Introduction

Lung cancer is the most commonly diagnosed cancer worldwide (1.8 million, 13.0 % of the total), and also a leading cause of cancer death (1.6 million, 19.4 % of the total) [1]. Patients with non-small cell lung cancer (NSCLC) account for more than 80 % of those with lung cancers [2]. Although much progress has been made in the last decade in lung cancer treatment, the overall 5-year survival rate is still less than 20 % [3]. More efforts are needed to improve the prognosis of NSCLC patients.

Thoracic radiotherapy (TRT) plays an irreplaceable role in treating NSCLC patients, especially those with medically inoperable or locally advanced unresectable disease [4]. Accumulating evidences show that TRT may stimulate the anti-tumor immune response [58]. Tumor cells killed by irradiation of more than a total dose of 10Gy [9] release tumor antigens that induce numerous immune modulatory molecules [10, 11] and promote tumor-specific effector CD8+ T cells via dendritic cell (DC) activation [7]. DCs are the major antigen-presenting cells, and play a central role in regulating and activating anti-tumor immune response [12, 13]. CIKs which express both T cell marker CD3+ and NK cell marker CD56+ display a strong anti-tumor activity [14]. DCs/CIKs cytotherapy is clinically efficient and can be well tolerated in tumor patients [15, 16]. Based on the hypothesis that DCs/CIKs combined with TRT could benefit the NSCLC patients, we therefore sponsored a phase II clinical trial from January 2012 to June 2014, and explored the efficacy, safety and immunologic effects of DCs/CIKs combined with TRT in patients with NSCLC.

Patients and methods

Study design and patients

This prospective single-center, open-label, phase II study was conducted at the Cancer Institute of PLA, **nqiao Hospital, Third Military Medical University, Chongqing, China. This trial was registered at Chinese Clinical Trial Registry (ChiCTR-TRC-12002369, http://www.chictr.org.cn) and approved by the Ethics Committee of General Logistics Department of PLA, China.
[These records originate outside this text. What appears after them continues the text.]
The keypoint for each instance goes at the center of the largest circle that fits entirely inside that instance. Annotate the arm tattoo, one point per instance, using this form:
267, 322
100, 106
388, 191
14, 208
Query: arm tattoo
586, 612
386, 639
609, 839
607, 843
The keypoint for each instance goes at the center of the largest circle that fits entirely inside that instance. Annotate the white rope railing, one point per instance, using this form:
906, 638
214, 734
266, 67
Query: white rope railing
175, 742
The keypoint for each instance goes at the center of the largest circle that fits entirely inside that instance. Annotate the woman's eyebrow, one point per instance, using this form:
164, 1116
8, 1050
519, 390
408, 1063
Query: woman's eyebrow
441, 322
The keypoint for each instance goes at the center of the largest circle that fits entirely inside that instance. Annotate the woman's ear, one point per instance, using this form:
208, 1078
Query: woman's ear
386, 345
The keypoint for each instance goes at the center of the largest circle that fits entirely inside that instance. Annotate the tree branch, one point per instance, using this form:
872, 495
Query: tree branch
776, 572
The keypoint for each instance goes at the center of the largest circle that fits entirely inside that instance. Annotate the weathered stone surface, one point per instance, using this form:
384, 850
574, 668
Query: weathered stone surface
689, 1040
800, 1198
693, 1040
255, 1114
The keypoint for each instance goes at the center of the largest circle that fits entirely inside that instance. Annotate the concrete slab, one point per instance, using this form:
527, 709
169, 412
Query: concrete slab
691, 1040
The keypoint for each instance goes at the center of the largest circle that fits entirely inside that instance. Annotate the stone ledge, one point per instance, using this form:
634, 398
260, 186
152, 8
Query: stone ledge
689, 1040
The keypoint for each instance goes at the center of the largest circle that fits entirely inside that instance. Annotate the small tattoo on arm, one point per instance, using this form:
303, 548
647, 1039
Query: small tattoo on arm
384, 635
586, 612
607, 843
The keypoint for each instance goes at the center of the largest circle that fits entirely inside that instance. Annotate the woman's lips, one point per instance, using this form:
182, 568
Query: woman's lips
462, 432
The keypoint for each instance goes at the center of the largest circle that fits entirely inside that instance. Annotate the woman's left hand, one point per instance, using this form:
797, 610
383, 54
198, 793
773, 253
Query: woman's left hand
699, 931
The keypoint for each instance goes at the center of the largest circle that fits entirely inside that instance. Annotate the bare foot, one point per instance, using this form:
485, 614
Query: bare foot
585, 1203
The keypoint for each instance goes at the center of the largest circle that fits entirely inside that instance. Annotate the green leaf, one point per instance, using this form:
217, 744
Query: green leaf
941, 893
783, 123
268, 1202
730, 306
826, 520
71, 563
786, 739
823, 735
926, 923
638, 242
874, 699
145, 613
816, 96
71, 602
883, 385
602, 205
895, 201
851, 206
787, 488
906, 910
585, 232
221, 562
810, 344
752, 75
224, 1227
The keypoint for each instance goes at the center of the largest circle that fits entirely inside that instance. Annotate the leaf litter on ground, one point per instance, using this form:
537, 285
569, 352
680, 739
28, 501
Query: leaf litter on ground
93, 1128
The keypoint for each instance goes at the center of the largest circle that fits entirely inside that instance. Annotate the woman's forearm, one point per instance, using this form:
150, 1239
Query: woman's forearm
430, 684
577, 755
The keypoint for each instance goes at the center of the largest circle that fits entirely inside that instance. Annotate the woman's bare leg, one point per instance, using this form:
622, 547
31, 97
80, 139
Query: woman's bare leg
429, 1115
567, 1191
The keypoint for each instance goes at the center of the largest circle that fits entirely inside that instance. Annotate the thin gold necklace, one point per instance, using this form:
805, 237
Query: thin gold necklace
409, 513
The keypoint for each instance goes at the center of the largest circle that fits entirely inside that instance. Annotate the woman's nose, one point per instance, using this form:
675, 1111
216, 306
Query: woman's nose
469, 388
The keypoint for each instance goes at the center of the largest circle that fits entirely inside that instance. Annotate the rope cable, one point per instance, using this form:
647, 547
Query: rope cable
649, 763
Eligible patients were histologically or cytologically (not including sputum cytology) diagnosed with unresectable stage III or IV advanced NSCLC (according to the 7th edition of the General Rule for Clinical and Pathological Record of Lung Cancer) [17]. All enrolled stage III patients were reluctant to receive or were not suitable for concurrent chemoradiotherapy or radical radiotherapy because of certain conditions, such as huge primary tumors, potential risk of heart failure, respiratory dysfunction and previous chemotherapy in other medical center, etc. Other inclusion criteria included an age of 18 years or older at the time of signing consent form; a life expectancy of 3 months or longer at the registration; an Eastern Cooperative Oncology Group performance status (ECOG PS) of 0–2; adequate function of the liver, kidney, heart and hematopoietic system; two or more cycles of previous platinum-based doublet chemotherapy without disease progression. No previous DCs/CIKs cytotherapy or TRT was allowed. One or more measurable lesions are necessary for therapeutic evaluation based on Response Evaluation Criteria in Solid Tumors (RECIST 1.1) [18]. All study participants provided “written informed consent”. Major exclusion criteria included an acute infection; any autoimmune disease; a history of severe allergic reaction; HIV-positivity; pregnancy or nursing.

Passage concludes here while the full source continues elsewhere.